M: It really changed. We had a shift because in the beginning it was more contemporary art, parties and stuff, but it changed because we needed to have a better direction and we wanted to cater to the music, art and dance communities a bit more. All the cultural communities. We wanted to be more inclusive and diverse, so we changed a lot. It took time for us to be able to be self-sustainable.
OTH: What’s next for Ausgang and what’s not next for you?
M: Right now we're still doing creative projects and stuff. We have some plans to develop plans outside of the venue but right now we're unsure of everything because it's hard to see what the future holds. For now we have to almost auto-pilot to see how it stabilizes because it’s very fragile right now. There’s more events but less people going out, so we’ve gotta watch out. And myself I’m trying to get a new night to DJ, I’ve been doing gigs here and there but if things were out we’ll see if I get a night.
OTH: How does it work? Do local artists reach out to you to book you guys or do you actively go out and find talents and tell them to come to Ausgang?

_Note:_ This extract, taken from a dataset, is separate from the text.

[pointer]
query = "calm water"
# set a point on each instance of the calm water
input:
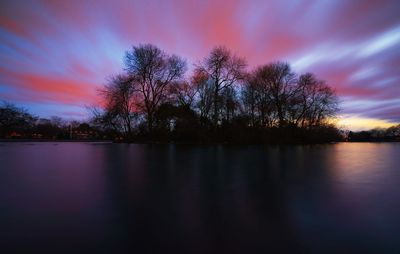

M: We do both. I check what’s going on in the scene and I have my colleague who does all the bookings. We get a lot of emails coming in and she manages them and I just check the scene and find people to ask if they want to collaborate, more in a development stage. There’s a lot of collectives that are worth giving the attention that work well and have good work ethics, so we’re trying to bring that back here.